We believe in being bold, ambitious, and innovative in our approach to helping our customers and the environment and by sharing our knowledge and insights we can work together to create a cleaner, greener, healthier planet. We are four years into our net zero journey, having started implementing our long-term net zero plan in 2018. The Government has set a target that all homes should have an energy performance certificate (EPC) rating of C or above for all fuel-poor homes by 2030 and for all homes by 2035. We set ourselves a target to achieve this by no later than 2025.

There’s clearly a way to go nationally. The latest ONS data shows that at the end of March 2022, only 43% of all existing homes in England are rated C or above. We are proud to say that to date, we have achieved that on more than 75% of our homes.

Heating costs
Our homes are predominantly in Knowsley, the second most deprived borough in the country, and we have prioritised retrofitting those which are fuel-poor. The ongoing energy crisis means that an estimated 6.7 million homes are potentially in fuel poverty according to National Energy Action. Therefore, it has never been more important to help our customers who are struggling the most with reducing the cost of their heating.
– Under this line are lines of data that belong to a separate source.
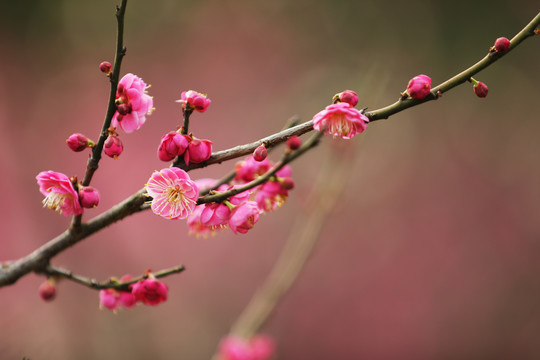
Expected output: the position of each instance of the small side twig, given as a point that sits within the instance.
(111, 283)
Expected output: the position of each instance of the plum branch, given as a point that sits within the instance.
(38, 260)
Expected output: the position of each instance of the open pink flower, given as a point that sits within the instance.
(419, 87)
(195, 100)
(60, 195)
(340, 119)
(133, 103)
(244, 217)
(248, 169)
(174, 194)
(260, 347)
(150, 291)
(172, 144)
(112, 298)
(199, 150)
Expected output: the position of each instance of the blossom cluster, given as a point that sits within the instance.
(259, 347)
(148, 291)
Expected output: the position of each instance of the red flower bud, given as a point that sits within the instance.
(260, 153)
(47, 291)
(502, 45)
(480, 89)
(77, 142)
(294, 142)
(347, 96)
(105, 67)
(113, 147)
(89, 197)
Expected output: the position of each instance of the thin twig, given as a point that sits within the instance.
(111, 283)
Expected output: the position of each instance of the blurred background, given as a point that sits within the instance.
(432, 253)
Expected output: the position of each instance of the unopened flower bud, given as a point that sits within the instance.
(124, 109)
(89, 197)
(199, 150)
(294, 142)
(260, 153)
(113, 146)
(502, 45)
(47, 290)
(419, 87)
(287, 183)
(172, 145)
(105, 67)
(347, 96)
(78, 142)
(480, 89)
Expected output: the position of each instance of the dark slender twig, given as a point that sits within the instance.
(111, 283)
(93, 162)
(39, 258)
(219, 197)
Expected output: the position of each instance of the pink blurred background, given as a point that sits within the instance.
(433, 252)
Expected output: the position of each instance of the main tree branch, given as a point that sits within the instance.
(38, 260)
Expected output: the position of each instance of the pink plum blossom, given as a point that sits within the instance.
(243, 217)
(112, 298)
(172, 145)
(274, 193)
(197, 227)
(260, 153)
(78, 142)
(198, 151)
(340, 120)
(419, 87)
(260, 347)
(150, 291)
(195, 100)
(174, 194)
(113, 146)
(89, 197)
(133, 103)
(60, 195)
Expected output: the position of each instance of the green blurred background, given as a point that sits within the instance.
(433, 251)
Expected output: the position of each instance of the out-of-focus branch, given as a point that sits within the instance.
(301, 241)
(38, 260)
(111, 283)
(93, 162)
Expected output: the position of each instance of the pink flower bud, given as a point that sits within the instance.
(480, 89)
(150, 291)
(124, 109)
(294, 142)
(198, 151)
(347, 96)
(244, 217)
(113, 146)
(502, 45)
(77, 142)
(172, 144)
(260, 153)
(47, 290)
(419, 87)
(105, 67)
(195, 100)
(287, 183)
(89, 197)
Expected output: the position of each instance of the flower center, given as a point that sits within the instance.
(175, 197)
(340, 126)
(54, 201)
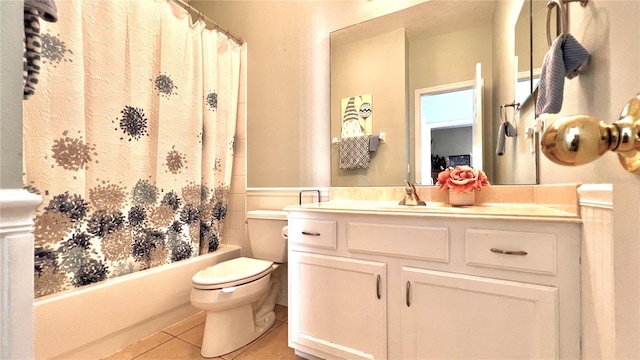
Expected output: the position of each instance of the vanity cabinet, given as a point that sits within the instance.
(340, 308)
(418, 286)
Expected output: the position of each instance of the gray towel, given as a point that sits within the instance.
(354, 153)
(46, 8)
(551, 86)
(573, 55)
(505, 130)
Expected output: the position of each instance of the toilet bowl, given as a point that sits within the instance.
(239, 295)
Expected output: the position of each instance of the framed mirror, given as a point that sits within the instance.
(432, 45)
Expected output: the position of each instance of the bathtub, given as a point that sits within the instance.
(98, 320)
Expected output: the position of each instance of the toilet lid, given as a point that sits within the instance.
(231, 273)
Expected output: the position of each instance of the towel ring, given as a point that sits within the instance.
(563, 18)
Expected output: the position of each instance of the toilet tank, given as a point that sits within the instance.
(266, 234)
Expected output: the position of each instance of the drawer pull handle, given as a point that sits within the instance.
(310, 233)
(508, 252)
(408, 292)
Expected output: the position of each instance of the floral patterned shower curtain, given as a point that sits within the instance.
(129, 139)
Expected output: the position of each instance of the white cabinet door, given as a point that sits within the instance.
(338, 306)
(454, 316)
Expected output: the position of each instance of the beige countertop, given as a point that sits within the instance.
(503, 211)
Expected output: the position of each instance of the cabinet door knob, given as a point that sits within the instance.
(508, 252)
(310, 233)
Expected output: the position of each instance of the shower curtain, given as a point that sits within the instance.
(129, 139)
To get our homes to EPC C, we’ve done two things. First, we’ve improved thermal efficiency through things like loft, wall or floor insulation, helping to make homes cost less to run. And secondly, we focussed on energy-efficient boilers. Last year, in those properties at greatest risk of fuel poverty, we replaced 937 boilers with modern A+ rated condensing boilers saving customers up to £400 a year on their bills.

By the end of March 2023, we will have invested another £4m, with funding from the Social Housing Decarbonisation Fund, through the Liverpool City Region Combined Authority, and our own investment, in retrofitting work. So, we have made some strides. But there is still a long road ahead. To get to net zero, our belief is that tackling the issue through the intelligent use of data is fundamental.

EPC data
Working with our energy assessors, we have gathered the EPC data on every one of our homes. Pulling this intelligence together has helped us to create a detailed roadmap of what we need to do to make every home achieve net zero. We now know exactly what energy measures are currently installed in each of our homes and what features they need to become net zero. And, crucially, how much this will cost.

Having EPC data for every home isn’t something we think other social housing providers have completed yet, but we believe this data pool is essential to establish a clear baseline position and to help devise a robust investment plan.

We are also working with our software providers to create an automated system which contains the EPC data of each home, which updates each time a feature in the property is changed to automatically recalculate the EPC certificate SAP rating. Doing this will help to create a live, accurate programme of work needed to deliver net zero.

In our journey to achieve net zero, from 2025 we anticipate we will be investing a further £120m, which is additional to the money we would spend anyway to maintain and improve our homes. To get there, innovation and collaboration will continue to be key. It’s a fundamental part of our practice, whether working with academia or small family businesses.

Greater collaboration
We have collaborated with businesses supported by the Low Carbon Eco-Innovatory team at Liverpool John Moores University for several years now and this partnership has been crucial for the research they do, as well as partnering on innovative ideas.

One product trial we have just completed with the help of the university is an eco-window blind called the ‘Flutter Shutter’, developed by a small company comprising three sisters based in south Liverpool. The blinds are designed to stop up to 70% of heat escaping through windows, made from a combination of materials including 97% natural wood harvested from managed forests. Following our successful trial, the product has now been given a formal energy performance rating and we expect it to become more widely available on the market for other housing providers to use.

What is clear is that the journey to net zero requires multiple solutions to be delivered in stages.

We are in a race against time to save our planet from the threat of climate change. It will not happen overnight and it won’t be easy, but by focusing on data, innovation and working together we can embrace the changes that are necessary.